Research

STYLOMETRY

Integration of natural language processing, machine learning, and literary criticism

Stylometry is the study of authorial or literary style using quantitative metrics. A wide range of stylistic features are amenable to measurement, from vocabulary to punctuation and syntax to rhythm. The practice of using quantitative evidence in literary study has been a longstanding component of “philology,” a technical term for the study of language and literature, and as such has regularly featured in classical scholarship. More recent research has exploited the power of computation to do calculations that are many times more numerous and more advanced than those possible using manual methods. Stylometry sdfthus forms one of the main research activities within computational text analysis today. Stylometry has often been used to answer questions of disputed authorship, since the data can provide objective evidence to support or reject the attribution of a text to a particular author. QCL redeploys similar methods for the purpose of literary criticism. We create quantitative profiles with the primary aim of drawing inferences about complex, subjective questions such as the literary significance of stylistic modulation within an individual work or across a broader tradition.

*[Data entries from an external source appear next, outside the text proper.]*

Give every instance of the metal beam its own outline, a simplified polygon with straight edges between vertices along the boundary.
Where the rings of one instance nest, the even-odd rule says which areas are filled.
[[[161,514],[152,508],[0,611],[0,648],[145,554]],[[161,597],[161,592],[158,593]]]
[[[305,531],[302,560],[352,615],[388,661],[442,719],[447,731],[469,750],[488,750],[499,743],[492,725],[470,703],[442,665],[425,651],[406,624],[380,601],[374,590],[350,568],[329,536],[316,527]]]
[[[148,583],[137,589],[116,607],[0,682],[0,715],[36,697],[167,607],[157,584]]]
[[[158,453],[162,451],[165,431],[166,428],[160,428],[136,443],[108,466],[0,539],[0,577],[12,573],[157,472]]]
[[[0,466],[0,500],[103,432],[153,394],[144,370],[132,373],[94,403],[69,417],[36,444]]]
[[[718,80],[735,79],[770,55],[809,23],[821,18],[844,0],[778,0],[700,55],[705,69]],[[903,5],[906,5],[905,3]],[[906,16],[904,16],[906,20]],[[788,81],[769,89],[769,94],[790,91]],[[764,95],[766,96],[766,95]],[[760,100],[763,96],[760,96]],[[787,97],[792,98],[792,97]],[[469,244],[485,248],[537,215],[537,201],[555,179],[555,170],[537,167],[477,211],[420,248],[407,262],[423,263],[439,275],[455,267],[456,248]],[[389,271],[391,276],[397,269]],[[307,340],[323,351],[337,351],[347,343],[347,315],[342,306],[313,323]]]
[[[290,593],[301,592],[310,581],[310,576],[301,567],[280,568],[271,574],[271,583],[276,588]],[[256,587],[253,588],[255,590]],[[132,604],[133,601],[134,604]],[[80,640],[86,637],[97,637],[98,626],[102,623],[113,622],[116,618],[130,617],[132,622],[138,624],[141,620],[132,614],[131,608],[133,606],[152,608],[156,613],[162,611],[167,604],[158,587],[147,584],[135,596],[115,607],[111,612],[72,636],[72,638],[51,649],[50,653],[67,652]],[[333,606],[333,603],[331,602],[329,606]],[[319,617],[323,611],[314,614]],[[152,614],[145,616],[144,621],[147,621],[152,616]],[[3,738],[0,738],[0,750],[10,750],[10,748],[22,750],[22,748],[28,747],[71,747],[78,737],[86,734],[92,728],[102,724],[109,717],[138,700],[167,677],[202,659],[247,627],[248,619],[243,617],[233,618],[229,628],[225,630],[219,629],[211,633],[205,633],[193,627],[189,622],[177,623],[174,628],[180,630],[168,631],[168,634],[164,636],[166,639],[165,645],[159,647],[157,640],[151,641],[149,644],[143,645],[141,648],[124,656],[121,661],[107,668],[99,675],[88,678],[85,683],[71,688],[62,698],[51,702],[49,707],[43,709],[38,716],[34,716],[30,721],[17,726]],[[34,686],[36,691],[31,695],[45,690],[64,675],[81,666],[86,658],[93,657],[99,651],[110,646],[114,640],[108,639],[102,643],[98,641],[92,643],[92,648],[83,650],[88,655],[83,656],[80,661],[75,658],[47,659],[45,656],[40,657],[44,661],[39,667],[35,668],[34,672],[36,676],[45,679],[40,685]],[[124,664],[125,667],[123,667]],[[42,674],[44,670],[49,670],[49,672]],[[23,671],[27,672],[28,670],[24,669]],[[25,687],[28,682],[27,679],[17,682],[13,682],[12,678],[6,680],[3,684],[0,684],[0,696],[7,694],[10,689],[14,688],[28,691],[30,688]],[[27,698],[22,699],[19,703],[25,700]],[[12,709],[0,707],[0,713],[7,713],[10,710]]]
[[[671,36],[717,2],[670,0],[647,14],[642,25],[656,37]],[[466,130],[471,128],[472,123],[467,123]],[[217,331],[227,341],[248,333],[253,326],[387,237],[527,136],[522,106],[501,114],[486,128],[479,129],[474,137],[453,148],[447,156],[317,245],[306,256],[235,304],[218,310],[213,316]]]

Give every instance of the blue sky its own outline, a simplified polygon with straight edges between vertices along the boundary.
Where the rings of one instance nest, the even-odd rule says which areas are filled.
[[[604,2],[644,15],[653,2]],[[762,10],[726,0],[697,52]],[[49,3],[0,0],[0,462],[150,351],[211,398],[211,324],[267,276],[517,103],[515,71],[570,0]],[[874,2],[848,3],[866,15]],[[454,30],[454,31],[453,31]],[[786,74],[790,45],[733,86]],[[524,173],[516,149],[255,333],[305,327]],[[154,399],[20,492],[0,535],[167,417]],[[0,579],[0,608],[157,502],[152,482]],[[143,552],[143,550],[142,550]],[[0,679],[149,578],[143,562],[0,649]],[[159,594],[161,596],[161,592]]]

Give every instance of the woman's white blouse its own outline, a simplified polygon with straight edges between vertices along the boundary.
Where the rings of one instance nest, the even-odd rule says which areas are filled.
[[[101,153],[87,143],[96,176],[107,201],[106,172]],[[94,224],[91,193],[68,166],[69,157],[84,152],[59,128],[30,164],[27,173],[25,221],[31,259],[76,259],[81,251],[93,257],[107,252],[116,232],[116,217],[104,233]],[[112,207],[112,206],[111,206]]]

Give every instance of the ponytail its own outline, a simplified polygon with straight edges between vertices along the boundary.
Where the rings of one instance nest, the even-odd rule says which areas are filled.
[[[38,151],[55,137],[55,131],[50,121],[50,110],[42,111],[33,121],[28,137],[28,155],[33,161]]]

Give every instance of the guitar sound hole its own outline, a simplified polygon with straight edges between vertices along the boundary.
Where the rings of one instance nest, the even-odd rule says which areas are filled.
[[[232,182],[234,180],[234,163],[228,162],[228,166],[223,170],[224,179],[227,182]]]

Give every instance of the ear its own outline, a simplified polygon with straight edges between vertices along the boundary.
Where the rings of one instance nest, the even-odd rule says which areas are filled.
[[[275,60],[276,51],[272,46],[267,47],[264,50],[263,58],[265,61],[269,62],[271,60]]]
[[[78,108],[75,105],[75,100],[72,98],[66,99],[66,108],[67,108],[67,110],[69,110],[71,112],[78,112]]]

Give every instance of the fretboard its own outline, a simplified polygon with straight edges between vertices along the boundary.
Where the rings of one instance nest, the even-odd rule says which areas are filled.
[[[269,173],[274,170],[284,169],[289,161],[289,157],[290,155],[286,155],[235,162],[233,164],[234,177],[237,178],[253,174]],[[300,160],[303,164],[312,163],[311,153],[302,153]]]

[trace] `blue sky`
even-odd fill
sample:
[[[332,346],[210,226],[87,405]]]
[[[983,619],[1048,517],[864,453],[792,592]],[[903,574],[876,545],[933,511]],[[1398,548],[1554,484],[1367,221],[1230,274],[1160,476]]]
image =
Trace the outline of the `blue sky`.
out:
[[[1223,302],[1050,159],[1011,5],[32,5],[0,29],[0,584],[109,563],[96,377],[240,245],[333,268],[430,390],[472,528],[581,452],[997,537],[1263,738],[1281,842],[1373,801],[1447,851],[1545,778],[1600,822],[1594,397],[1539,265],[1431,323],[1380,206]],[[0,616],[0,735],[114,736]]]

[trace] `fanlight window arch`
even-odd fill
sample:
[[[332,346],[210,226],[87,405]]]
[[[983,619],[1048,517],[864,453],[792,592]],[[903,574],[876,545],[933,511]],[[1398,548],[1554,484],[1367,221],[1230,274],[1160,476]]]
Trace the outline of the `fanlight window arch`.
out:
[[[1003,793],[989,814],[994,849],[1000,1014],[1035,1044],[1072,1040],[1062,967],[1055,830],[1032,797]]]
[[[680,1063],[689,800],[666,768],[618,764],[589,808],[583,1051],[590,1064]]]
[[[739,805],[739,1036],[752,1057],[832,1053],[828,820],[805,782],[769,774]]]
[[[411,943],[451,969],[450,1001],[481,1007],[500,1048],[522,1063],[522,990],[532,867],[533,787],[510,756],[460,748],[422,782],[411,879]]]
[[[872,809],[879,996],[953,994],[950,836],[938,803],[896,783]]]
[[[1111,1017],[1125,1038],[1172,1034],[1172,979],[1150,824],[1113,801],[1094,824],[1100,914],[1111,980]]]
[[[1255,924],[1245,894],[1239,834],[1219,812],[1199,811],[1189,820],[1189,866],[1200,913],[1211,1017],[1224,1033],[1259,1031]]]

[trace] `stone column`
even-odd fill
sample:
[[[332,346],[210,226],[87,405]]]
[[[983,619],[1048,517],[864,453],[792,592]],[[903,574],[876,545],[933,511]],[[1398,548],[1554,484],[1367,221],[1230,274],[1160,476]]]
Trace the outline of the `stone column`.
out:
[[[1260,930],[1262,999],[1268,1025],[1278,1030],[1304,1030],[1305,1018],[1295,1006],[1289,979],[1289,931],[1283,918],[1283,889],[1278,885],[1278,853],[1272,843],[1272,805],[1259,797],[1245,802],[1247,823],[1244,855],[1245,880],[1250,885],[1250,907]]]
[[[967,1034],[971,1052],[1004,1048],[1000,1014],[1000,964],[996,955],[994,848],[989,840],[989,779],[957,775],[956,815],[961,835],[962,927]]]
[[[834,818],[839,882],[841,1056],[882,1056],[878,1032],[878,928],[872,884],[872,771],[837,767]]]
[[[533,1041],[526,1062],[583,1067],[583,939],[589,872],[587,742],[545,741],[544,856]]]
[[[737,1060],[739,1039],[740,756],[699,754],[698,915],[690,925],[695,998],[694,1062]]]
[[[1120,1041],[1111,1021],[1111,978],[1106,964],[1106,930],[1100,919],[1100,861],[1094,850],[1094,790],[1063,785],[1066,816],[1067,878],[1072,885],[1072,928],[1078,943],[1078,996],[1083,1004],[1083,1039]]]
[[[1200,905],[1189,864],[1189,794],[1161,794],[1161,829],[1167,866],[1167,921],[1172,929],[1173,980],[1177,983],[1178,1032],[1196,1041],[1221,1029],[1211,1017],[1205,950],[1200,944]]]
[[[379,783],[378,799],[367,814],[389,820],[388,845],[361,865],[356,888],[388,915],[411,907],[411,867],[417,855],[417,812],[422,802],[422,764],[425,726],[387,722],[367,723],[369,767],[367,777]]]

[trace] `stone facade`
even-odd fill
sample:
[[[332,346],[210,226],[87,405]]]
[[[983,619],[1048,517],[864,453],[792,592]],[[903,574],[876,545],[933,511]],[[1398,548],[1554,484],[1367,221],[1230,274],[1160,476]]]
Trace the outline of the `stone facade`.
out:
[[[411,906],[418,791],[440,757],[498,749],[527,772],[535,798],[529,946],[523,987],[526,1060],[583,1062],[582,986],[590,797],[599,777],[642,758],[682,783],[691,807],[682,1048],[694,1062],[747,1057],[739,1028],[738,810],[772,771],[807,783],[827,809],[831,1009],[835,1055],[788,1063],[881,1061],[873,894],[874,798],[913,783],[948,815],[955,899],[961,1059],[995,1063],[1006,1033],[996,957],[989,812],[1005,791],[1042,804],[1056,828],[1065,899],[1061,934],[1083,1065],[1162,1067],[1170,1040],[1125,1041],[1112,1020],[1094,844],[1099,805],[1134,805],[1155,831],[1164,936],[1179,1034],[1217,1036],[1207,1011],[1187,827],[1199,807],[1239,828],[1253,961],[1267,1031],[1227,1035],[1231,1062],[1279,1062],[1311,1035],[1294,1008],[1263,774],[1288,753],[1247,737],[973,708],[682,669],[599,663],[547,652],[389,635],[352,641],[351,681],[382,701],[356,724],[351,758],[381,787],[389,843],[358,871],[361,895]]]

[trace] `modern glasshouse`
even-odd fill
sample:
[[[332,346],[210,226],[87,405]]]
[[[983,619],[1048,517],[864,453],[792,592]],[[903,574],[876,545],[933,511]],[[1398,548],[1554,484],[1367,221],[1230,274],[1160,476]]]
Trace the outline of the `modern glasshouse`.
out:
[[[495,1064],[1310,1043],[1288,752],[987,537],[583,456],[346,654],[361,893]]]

Central to QCL’s stylometric research is the use of sophisticated techniques from machine learning to understand high-dimensional literary data and to profile large-scale trends in the evolution of literary style and influence. Our first paper on stylometry, published in PNAS in 2017, uses anomaly detection methods to characterize the citational practices of the Roman historian Livy, with the parallel goal of demonstrating the promise of machine learning-aided literary criticism to scholars outside of the humanities. QCL has long-term interests in the development of cross-cultural stylometric profiles of literature and in leveraging quantitative philological methods for natural language processing tasks across domains.